La madrugada de hoy se vistió de tristeza en el Carril Maza, en el departamento de Maipú, tras un trágico siniestro vial. Un hombre de 70 años encontró un doloroso final luego de que su vehículo volcara de manera violenta y terminara sumergido en una acequia profunda, transformando un canal de riego en su trampa mortal. La víctima, identificada preliminarmente como Juan C. F., quedó atrapada en el habitáculo, sin poder ser rescatada a tiempo.
El accidente, ocurrido cerca de las 4 de la mañana, movilizó rápidamente a personal de la Policía Vial y Bomberos Voluntarios de Maipú. Según los primeros informes, el conductor, que viajaba solo, perdió el control de su automóvil por causas que aún se investigan (se presume que la calzada húmeda o una distracción pudieron ser factores). El auto se despistó, impactó contra el borde de la cuneta y volcó en Maipú lateralmente, quedando el techo y una parte de la cabina bajo el nivel del agua.
A pesar de los esfuerzos desesperados de los rescatistas y de algunos vecinos que intentaron ayudar con cuerdas, la posición del vehículo y la fuerza del agua hicieron imposible el rescate inmediato. Cuando finalmente lograron liberar al hombre de 70 años, ya era demasiado tarde; el deceso se confirmó en el lugar.

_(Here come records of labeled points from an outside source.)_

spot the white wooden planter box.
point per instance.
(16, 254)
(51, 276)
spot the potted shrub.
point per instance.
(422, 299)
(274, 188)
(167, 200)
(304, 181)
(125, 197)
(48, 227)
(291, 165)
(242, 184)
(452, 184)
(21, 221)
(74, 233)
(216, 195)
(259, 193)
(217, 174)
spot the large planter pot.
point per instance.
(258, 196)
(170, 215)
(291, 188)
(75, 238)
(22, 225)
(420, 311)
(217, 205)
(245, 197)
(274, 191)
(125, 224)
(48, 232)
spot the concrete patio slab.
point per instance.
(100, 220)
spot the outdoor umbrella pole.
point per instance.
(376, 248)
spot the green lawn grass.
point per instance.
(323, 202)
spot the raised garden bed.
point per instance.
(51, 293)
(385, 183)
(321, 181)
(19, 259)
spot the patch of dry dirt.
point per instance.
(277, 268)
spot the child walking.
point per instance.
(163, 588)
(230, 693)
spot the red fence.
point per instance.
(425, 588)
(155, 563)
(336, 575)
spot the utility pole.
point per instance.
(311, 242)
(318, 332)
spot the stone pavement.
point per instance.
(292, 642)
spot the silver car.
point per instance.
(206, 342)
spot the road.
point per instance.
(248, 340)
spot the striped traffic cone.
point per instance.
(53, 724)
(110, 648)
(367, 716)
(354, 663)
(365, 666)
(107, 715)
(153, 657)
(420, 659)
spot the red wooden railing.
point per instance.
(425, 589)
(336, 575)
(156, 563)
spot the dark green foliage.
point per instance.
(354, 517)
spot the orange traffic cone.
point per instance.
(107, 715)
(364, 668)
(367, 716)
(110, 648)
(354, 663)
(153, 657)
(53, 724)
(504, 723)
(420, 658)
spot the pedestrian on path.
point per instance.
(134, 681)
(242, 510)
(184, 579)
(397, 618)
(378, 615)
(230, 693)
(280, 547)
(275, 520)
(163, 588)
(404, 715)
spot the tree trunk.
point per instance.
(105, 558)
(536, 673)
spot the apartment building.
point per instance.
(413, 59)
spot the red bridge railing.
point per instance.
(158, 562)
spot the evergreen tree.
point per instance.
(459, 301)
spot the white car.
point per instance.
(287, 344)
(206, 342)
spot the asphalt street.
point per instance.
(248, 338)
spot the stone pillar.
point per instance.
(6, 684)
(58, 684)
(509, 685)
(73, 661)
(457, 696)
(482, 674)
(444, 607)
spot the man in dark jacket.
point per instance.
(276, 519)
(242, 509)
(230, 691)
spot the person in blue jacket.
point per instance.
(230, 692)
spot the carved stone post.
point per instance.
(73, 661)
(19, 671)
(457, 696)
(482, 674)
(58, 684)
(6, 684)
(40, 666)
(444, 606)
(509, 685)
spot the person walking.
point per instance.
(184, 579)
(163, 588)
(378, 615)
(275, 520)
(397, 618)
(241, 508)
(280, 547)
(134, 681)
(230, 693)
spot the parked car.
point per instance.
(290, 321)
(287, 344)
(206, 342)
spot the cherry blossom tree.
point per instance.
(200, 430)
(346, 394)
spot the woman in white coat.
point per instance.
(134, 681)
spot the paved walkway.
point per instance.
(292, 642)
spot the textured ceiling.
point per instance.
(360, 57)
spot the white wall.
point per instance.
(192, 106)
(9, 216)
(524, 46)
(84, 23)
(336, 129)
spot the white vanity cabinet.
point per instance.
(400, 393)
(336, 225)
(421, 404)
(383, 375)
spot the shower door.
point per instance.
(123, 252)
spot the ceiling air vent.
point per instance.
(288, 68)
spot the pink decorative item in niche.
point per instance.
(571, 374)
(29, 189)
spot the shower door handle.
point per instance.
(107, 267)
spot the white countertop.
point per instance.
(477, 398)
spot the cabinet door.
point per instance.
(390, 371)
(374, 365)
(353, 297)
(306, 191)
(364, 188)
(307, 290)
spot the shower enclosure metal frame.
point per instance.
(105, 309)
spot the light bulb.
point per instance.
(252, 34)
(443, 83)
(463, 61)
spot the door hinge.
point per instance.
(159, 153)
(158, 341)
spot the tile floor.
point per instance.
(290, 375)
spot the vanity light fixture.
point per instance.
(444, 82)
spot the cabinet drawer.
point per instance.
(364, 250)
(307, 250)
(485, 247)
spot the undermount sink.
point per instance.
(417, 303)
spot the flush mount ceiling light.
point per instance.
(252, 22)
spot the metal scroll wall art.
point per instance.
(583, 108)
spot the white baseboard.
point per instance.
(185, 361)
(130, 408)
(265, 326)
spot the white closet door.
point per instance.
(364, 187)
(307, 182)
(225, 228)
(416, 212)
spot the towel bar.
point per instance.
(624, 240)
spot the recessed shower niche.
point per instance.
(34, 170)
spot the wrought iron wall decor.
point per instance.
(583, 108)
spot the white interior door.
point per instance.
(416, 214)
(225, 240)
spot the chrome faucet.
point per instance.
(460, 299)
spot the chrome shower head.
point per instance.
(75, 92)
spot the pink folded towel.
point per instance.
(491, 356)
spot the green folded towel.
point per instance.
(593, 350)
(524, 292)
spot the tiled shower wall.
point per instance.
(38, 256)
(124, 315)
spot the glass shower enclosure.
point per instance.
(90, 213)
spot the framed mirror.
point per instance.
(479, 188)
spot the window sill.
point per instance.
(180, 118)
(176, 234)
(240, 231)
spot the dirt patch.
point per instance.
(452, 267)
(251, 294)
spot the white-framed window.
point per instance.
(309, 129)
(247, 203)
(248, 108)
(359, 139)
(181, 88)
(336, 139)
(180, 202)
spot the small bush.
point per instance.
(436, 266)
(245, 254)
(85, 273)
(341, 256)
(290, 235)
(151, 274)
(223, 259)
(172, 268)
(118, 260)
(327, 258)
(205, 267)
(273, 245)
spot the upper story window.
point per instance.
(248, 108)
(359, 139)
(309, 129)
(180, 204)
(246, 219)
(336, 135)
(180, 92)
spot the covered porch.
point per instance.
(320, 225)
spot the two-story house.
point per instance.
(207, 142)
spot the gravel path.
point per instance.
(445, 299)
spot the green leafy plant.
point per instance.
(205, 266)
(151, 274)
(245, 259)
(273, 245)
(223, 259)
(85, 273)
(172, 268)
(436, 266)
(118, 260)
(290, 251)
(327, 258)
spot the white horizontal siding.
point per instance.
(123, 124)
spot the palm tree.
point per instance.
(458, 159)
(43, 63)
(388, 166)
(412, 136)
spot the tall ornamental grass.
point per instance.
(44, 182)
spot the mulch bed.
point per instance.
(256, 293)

La acequia del Carril Maza, una estructura de riego vital para la agricultura local, se convirtió en un peligroso obstáculo fatal.
El fiscal de turno ordenó las pericias de rigor para determinar la velocidad a la que circulaba el vehículo y descartar cualquier otra causa. Este lamentable suceso vuelve a poner en el centro del debate el peligro de las grandes acequias en las rutas mendocinas. Si bien son necesarias para la irrigación, la falta de barreras de contención o la altura excesiva de los bordes las convierten en un riesgo latente, especialmente de noche.
La comunidad de Maipú lamenta profundamente la pérdida del vecino. Este doloroso final sirve como un recordatorio sombrío de la fragilidad de la vida y la necesidad urgente de extremar las precauciones al conducir, especialmente en las madrugadas y cerca de los cauces de agua, que pueden volverse trampas mortales en cuestión de segundos.